Page 1 of 12

Principles of Participation for Open-Information Communities

by Karl Fogel

Keynote given at Fujitsu Labs of America Technology Symposium (FLATS) 2007

(Thanks to Daniel Ly for proofreading the transcription.)

[Introduction by David Marvit of Fujitsu Labs of America]

Karl is pretty well-know as an open source developer and author. He worked on CVS and wrote Open Source Development with CVS. After that, he went to CollabNet as a founder developer on the Subversion project. So those of you who are developers are probably deeply familiar with Subversion.

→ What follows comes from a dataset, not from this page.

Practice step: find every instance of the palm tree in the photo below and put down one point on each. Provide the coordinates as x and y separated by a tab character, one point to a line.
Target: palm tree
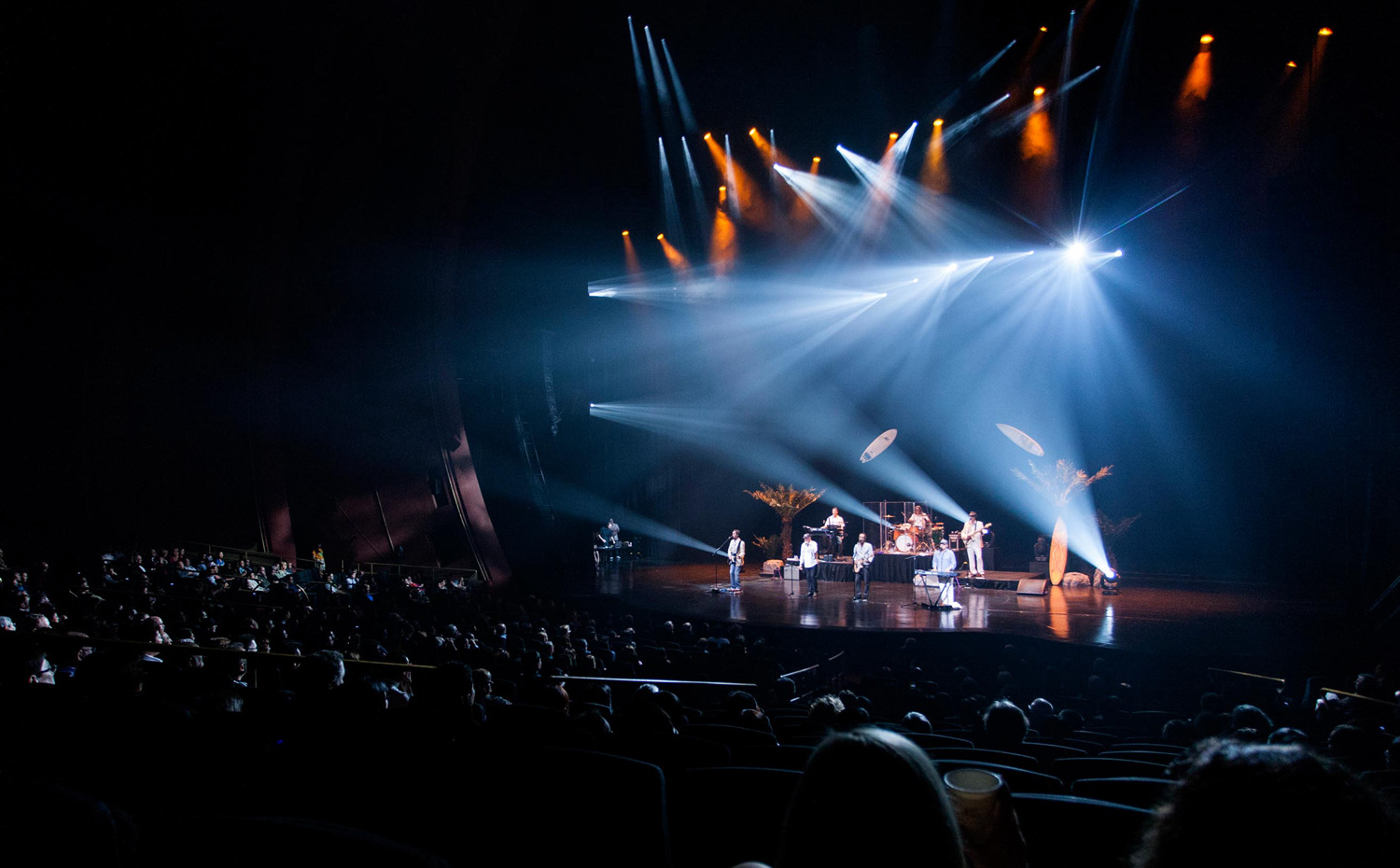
787	501
1060	489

Based on that, he wrote a very well respected book actually called, Producing Open Source Software: How to Run a Successful Free Software Project. That was for O’Reilly in 2005. Recently he worked for Google as an Open Source Specialist; and he has since left to become editor of QuestionCopyright.org, which I view as another one of Karl’s hats. When I’m free, I’d be happy to talk about offline or give you today if you have questions.

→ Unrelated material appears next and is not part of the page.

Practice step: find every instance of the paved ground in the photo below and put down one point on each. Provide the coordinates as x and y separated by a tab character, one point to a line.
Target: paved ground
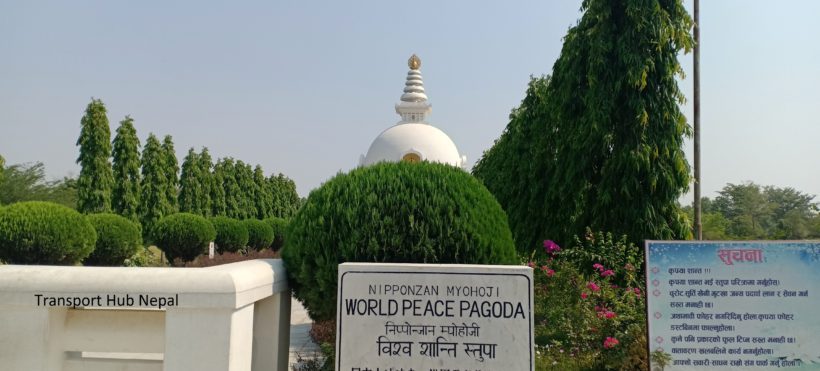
300	343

I just want to add that one of the pleasures of playing a role in setting up a conference like this one is that I get to invite people that I admire and respect and enjoy the company of; and I put Karl firmly in that category. So thank you for being here, and I look forward to hearing what you have to say.

[Applause]

[Karl Fogel]

Just testing the volume here. Can everybody hear me? Yeah, good thank you.

I was very very pleased and honored to be invited. My thanks to David and Fujitsu. I was especially pleased when I read the description that went out in this symposium. In particular the third paragraph, which you may have seen yourself, which I’ll just read: “Corporations that want to contribute to this infrastructure typically want to generate a return on their investment, and yet the people providing the share content, the foundation these corporations need to build upon, are operating under a completely different set of economic rules and cultural norms – the social economy rather than a monetary one.” That to me means that Fujitsu gets it, which I am very pleased to see.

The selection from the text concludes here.